She had rewritten everything she remembered about the subject and the questions, practicing them again and again for hours. Until the sun began to set, long past the echo of the sixth bell.
Writ sat cross-legged on the floor, her back resting against the rough frame of the bed. Fingers curled around the worn leather of Kion’s coin pouch, tucked deep in her pocket, tracing its familiar creases like a talisman against the pressing weight inside her chest.
The room was dim. A single lamp spilled pale light across cracked plaster walls, casting long shadows that pooled silently in the corners. Those shadows watched, unblinking and patient, as the quiet tension settled over her.
She didn’t look up when Kion slipped down from the vent above the window. The faint flutter of his wings was the only sound between them as he landed and settled beside her.
"Good evening! How’s today?" His voice was bright, too bright for the heavy air.
She kept her eyes fixed on the floor, “...Complicated.”
“Want to talk about it?” His tone was gentle, but there was an edge of hope in it, a plea masked in casualness.
Her fingers kept fiddling with the coins, the soft clink a sharp note in the silence.
Kion didn’t press. Instead, he rummaged through his satchel and produced two small meal boxes and a flask. He placed them on the floor with a soft click as the boxes unfolded.

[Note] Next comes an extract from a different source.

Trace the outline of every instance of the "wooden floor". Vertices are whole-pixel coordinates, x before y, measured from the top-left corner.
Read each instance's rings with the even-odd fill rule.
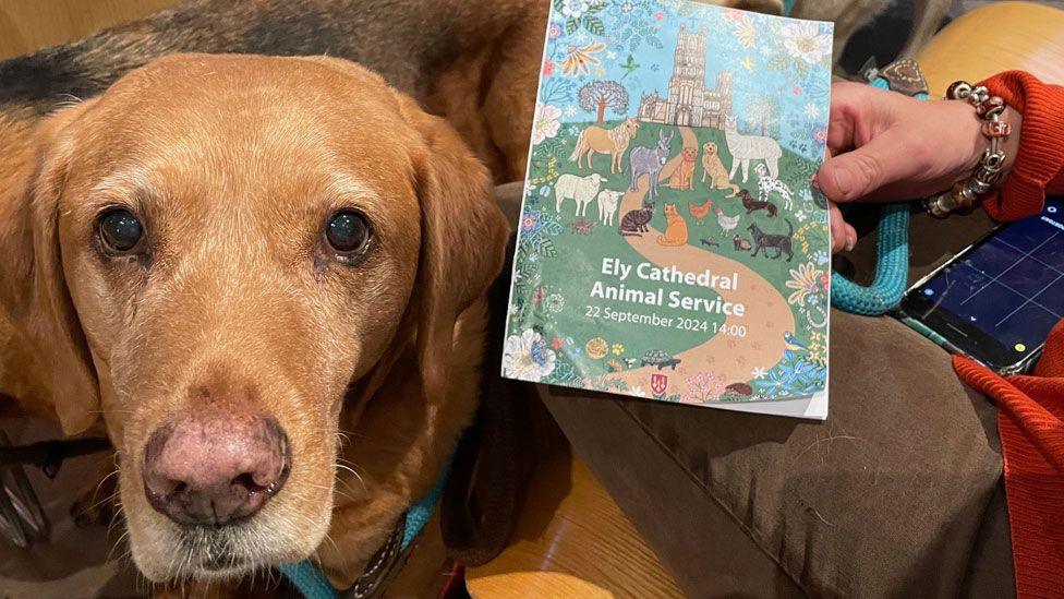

“I brought rice balls today,” he said, voice warming, “bite-sized. The green box has mild fillings, the brown one’s stronger. Wanna try?”
Writ finally lifted her head, eyes sliding to the lunchboxes. She nodded and picked a rice ball from the green box, popping it into her mouth without hesitation.
The rice crumbled gently on her tongue, soft and warm. The filling was minced beef, lightly seasoned. Mild enough not to overwhelm but with a quiet, familiar savor that made her eyes close briefly in small approval.
Kion grinned, took one from the brown box, and chewed with exaggerated relish next to her.
Swallowing the second rice ball, Writ finally broke the silence.
“Do you know there’s been an attempt to leak cure intel from...,” her voice dropped to a near whisper, “...from Accord?”
Kion paused mid-chew for a heartbeat but quickly resumed, swallowing deliberately.
“I’ve heard gossip, but nothing exact,” he said, “they hush it down faster than anyone realizes.”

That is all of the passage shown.